Presumed blythi Lesser Whitethroats remained at Carrigaline, Co Cork, to 21st and in gardens at Lochwinnoch, Clyde, throughout the week. A new Yellow-browed Warbler was found in Bristol on 27th, while others remained in Cornwall at College Reservoir and Helston and a third continued by the Plym Estuary, Devon.
Western Palearctic news
It was a week of continuing rarities around the Western Palearctic, the highlight being probably the Lesser Flamingo again reported from Kuwait City on 21st.
In the Netherlands, the Oriental Turtle Dove continued to show well in Vlaardingen and a Rose-coloured Starling was also there. The Spotted Sandpiper remained at Medemblik all week and a Little Bustard near Nijkerk, Gelderland, was the country's 46th record. Neighbouring Belgium also held on to the wintering Wallcreeper in Dinant.

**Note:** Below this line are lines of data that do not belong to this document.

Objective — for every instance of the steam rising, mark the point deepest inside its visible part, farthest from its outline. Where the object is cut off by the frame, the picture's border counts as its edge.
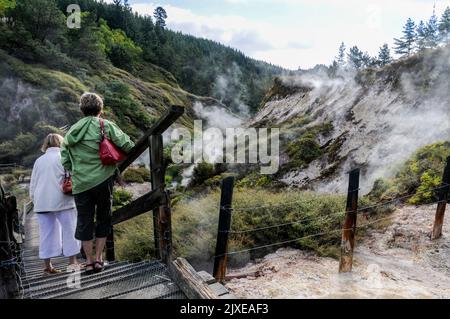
(384, 117)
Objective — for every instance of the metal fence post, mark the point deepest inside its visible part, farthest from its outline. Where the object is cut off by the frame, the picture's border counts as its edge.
(220, 259)
(442, 204)
(349, 229)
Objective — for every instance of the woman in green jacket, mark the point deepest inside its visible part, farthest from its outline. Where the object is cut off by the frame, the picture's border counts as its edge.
(92, 182)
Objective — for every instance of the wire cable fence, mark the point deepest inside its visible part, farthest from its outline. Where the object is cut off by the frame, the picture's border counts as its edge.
(281, 243)
(318, 218)
(323, 218)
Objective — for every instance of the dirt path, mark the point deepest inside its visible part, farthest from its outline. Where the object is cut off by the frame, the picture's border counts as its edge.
(398, 261)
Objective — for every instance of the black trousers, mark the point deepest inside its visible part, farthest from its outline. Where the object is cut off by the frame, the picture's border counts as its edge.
(94, 211)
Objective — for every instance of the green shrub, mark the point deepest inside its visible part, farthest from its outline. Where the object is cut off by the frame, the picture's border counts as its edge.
(121, 197)
(304, 150)
(202, 172)
(136, 175)
(194, 225)
(134, 239)
(418, 177)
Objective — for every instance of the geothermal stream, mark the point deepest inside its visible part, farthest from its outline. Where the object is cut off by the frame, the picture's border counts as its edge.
(397, 261)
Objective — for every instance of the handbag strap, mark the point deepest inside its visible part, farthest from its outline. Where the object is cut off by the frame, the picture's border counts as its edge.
(102, 129)
(67, 174)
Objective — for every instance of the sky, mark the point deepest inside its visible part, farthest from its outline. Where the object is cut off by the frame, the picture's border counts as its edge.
(293, 33)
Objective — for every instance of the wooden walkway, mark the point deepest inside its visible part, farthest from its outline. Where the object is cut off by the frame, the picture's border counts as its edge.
(119, 280)
(162, 279)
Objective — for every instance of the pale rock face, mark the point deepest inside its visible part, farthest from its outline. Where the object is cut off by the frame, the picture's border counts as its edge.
(383, 118)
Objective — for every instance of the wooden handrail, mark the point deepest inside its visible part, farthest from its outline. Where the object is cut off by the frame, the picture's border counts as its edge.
(138, 207)
(173, 114)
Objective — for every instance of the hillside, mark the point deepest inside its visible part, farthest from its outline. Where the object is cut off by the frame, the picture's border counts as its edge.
(396, 261)
(201, 66)
(374, 119)
(36, 100)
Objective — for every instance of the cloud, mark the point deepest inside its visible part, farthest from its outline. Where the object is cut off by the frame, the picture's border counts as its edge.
(251, 37)
(306, 33)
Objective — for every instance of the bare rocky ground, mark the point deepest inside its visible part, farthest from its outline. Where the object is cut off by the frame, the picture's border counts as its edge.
(395, 261)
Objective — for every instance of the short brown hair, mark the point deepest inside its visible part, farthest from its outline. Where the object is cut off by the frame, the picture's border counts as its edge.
(91, 104)
(52, 140)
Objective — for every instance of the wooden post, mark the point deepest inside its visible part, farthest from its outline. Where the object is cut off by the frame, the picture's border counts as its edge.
(165, 230)
(189, 281)
(442, 204)
(8, 282)
(162, 219)
(220, 259)
(156, 158)
(349, 230)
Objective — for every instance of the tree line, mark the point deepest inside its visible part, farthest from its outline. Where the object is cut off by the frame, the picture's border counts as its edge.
(416, 37)
(36, 32)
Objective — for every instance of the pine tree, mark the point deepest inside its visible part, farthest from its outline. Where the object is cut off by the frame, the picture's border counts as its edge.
(444, 26)
(160, 17)
(367, 61)
(355, 58)
(421, 36)
(405, 45)
(384, 56)
(341, 55)
(432, 31)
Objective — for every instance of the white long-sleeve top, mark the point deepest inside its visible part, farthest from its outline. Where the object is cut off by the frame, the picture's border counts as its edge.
(46, 180)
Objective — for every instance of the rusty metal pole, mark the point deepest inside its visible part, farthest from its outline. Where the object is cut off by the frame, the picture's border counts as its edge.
(157, 181)
(442, 204)
(220, 259)
(349, 229)
(110, 251)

Birds are difficult to photograph successfully with a wide-angle lens, writes Steve Young. Either the photographer has a very tame bird that can be shot at close range or, as in this superb Photo of the Week from Steven McGrath, they use a remote-control set-up firing the shutter from a distance via a hand-held control or through an App on a mobile.
Steven used Wi-Fi via the EOS App to activate his camera for this stunning image of a Common Buzzard feeding on a dead Fox. The entire photo has that special impact with the bird, snow, prey and low wide angle all combining to produce his winning shot; the buzzard conveniently raising its wings is just one of those moments that you hope happens, but rarely does! An 18–55 mm lens (at 21 mm setting) was used, with a shutter speed of 1/1250th second at f5.6.
Congratulations to Steven on his POTW; with three totally different styles in among our POTW winners already this year, it looks like it's going to be a fantastic 2015 on Iris.